Philosophische Gespräche unter Toten
Es ist das Jahr 1908. Am 30. Juni wüten gewaltige Explosionen und gleißende Blitze in der Nähe des sibirischen Flusses Tunguska und verwüsten ein riesiges Waldgebiet. Es soll so hell gewesen sein, dass man sogar in London um Mitternacht Zeitung lesen konnte. Dieses Ereignis regt immer wieder die Fantasie des Menschen an und liefert ausreichend Stoff für etliche Romane und Filme. Was damals passiert ist, weiß heute aber niemand so genau. Die NASA sagt, es sei ein Asteroid auf die Erde eingeschlagen. Einige Hinweise sprechen dafür, andere allerdings dagegen, zum Beispiel das Fehlen entsprechender Spuren.
Gedanken darüber machen sich aber nicht nur hiesige Wissenschaftler, sondern auch Gelehrte aus dem Totenreich – zumindest in dem neuen Buch von Michael Hampe "Tunguska oder Das Ende der Natur": Vier tote Männer – ein Biologe, ein Physiker, ein Philosoph und ein Mathematiker – treiben auf einem Schiff über das Meer. Im dichten Nebel verwickeln sie sich in ein Gespräch über das Tunguska-Ereignis und versuchen, mit den bekannten Naturgesetzen das Rätsel der Explosionen zu lösen. Das endet in einer Grundsatzdiskussion darüber, was Natur überhaupt sei.
Während für den Physiker Tscherenkov die Natur nichts weiter als Materie und Gesetzmäßigkeit ist und er lediglich eine mathematische Wirklichkeit unter der illusionären Oberfläche der Welt sieht, bleibt für Blackfoot – Mathematiker und Philosoph – die Natur ein Mysterium. Er schließt nicht aus, dass es möglicherweise eine im Göttlichen begründete Wahrheit gibt.

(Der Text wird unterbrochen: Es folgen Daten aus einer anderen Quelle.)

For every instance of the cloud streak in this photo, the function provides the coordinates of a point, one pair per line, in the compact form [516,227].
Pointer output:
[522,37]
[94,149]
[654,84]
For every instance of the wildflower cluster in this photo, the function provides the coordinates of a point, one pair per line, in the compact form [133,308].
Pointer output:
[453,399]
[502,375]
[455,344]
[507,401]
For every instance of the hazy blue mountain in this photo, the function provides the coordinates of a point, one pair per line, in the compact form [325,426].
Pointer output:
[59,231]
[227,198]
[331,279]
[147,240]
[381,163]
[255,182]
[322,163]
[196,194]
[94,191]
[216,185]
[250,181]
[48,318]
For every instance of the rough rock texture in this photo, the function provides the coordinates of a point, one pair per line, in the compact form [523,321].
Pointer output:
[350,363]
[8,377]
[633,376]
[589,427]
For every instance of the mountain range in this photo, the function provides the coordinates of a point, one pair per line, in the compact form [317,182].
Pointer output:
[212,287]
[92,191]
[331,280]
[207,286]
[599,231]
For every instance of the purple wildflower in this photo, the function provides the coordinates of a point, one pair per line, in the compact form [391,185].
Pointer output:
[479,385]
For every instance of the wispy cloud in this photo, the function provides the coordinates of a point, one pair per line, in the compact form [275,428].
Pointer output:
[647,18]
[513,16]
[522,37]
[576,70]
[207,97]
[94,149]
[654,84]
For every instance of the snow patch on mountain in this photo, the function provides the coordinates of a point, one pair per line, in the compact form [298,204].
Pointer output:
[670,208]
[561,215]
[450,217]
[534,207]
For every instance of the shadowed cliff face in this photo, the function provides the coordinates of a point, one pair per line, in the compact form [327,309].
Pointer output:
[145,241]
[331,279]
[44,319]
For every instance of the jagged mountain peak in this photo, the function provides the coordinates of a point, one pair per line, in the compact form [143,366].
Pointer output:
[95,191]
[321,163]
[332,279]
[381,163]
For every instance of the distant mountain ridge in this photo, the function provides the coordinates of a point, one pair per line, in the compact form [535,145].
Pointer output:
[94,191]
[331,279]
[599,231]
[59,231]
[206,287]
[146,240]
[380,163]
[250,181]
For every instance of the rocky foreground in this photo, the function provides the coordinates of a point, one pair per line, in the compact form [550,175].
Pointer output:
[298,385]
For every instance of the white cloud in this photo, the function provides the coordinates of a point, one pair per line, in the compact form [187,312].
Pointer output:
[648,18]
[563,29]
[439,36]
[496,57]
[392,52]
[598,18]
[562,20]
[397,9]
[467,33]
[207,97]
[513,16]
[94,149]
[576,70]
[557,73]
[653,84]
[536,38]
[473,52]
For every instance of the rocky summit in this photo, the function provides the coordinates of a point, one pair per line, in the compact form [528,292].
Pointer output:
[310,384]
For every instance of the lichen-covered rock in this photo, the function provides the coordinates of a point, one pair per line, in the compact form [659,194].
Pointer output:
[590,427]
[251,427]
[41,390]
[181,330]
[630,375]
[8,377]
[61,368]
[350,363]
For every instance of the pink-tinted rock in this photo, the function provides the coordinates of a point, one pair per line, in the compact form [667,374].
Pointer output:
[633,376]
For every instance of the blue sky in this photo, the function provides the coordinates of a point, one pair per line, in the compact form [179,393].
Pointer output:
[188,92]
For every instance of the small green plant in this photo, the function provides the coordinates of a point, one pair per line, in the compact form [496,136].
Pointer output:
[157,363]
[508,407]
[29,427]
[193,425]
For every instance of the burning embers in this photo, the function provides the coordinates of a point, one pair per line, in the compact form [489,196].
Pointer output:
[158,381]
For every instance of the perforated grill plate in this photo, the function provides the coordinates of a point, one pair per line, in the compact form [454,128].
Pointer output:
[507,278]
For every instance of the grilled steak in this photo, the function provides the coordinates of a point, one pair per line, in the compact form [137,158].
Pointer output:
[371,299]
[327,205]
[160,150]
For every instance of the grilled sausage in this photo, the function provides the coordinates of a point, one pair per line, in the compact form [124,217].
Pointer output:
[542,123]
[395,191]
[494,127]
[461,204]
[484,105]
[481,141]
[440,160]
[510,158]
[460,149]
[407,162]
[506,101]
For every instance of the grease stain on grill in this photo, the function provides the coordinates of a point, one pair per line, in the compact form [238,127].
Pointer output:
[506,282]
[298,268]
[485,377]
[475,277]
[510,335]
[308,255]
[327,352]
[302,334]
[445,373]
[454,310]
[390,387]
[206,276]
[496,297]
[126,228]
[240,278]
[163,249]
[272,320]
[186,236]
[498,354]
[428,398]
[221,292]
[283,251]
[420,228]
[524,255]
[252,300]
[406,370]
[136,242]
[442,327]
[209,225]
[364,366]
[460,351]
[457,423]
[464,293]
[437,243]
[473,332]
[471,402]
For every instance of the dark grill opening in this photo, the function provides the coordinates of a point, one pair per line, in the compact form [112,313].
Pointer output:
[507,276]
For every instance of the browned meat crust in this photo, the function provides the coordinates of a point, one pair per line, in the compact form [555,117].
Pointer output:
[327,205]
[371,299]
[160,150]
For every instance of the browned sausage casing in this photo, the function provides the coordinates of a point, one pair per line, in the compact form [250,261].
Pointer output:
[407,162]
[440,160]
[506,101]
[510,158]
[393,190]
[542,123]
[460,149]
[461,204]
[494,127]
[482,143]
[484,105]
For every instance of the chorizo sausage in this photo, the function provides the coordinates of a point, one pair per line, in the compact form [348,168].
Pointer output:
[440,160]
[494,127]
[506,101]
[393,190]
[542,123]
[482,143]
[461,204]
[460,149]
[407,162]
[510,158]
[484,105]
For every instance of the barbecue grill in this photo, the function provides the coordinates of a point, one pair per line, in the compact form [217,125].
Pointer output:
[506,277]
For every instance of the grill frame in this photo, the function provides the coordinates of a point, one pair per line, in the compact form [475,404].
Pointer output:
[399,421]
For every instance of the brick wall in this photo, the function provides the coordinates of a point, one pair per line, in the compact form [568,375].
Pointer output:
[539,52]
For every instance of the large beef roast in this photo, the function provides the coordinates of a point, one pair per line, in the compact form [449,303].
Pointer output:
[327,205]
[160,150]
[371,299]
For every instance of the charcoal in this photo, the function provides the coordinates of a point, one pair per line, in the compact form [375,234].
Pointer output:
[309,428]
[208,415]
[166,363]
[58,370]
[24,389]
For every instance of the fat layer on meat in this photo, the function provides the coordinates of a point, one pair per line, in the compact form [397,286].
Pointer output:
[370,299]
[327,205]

Für den Biologen Portmann ist die Natur Tätigkeit, Produktivität und ständige Hervorbringung von Neuem und auch "Ausdruck selbständiger Innerlichkeiten von mehr oder weniger großer Individualisierung" und nicht nur eine "Ressource des Wirtschaftens". So hält es auch Feierabent, der Philosoph, und spricht sich gegen eine Naturwissenschaft aus, die auf eine Technisierung der Wirklichkeit reduziert ist.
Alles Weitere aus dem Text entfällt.